What changes when treatment addresses the mechanism, not the symptom.
Sequencing trauma-informed addiction work.

Trauma-informed addiction treatment begins from a different premise: the substance is evidence of a dysregulation, not the disease itself. The work is to address the dysregulation, and the substance use typically follows. Sequencing is the central design question, and it is the opposite of the abstinence-first sequence.

The first phase is stabilization. This is not abstinence as such, although for some clients it includes substance management. It is the establishment of basic regulatory capacity through means other than the substance: somatic anchoring, predictable sleep architecture, relational scaffolding, structured affect-tolerance work. The Najavits Seeking Safety protocol (Najavits, 2002) and its derivatives codify this approach with documented outcomes in trauma-comorbid populations: across more than fifteen controlled trials, integrated trauma-and-addiction treatment has produced greater reductions in both PTSD symptoms and substance use than parallel or sequential models that treat the two conditions separately. The effect sizes are not enormous in any single study, but the direction is consistent, and the population in which the effect is strongest is precisely the population most poorly served by abstinence-first care. Stabilization is not glamorous, and the client often does not feel changed during it. The change is structural: the system is being given alternative tools.

The second phase is capacity-building, in which alternative regulatory strategies are practiced until they begin to compete, functionally, with the substance. This is often where substance use begins to reduce without explicit cessation pressure, because the underlying dysregulation is being addressed through other means, and the substance is no longer the only available regulation.

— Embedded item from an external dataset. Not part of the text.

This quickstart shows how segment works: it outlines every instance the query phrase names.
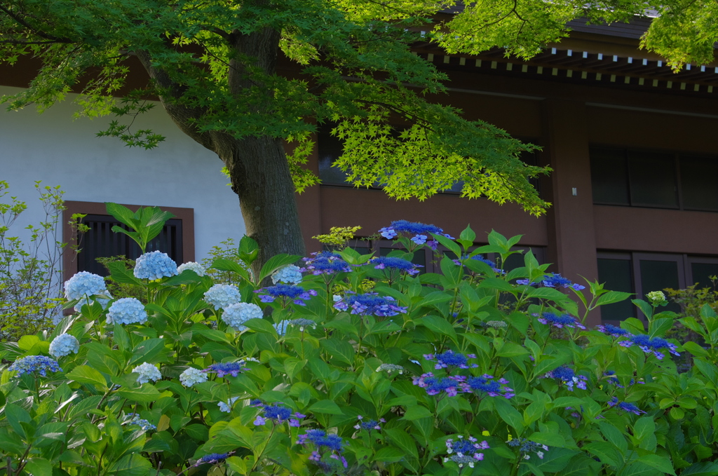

The third phase is trauma reprocessing, which uses EMDR, IFS, structured exposure protocols, or other modalities to reduce the upstream load that is driving the dysregulation in the first place. This is where the gain dial begins to come down, and where the substance often loses both its function and its grip.

In a small clinical-phenomenological study (Laugman, 2026), clients presenting with comorbid addiction and PTSD reported reduction in substance use that tracked alongside reduction in trauma symptoms, not preceding them. The reduction was rarely framed by the clients as “I quit”. It was more often framed as “I noticed I didn't need it the same way”. The function had moved.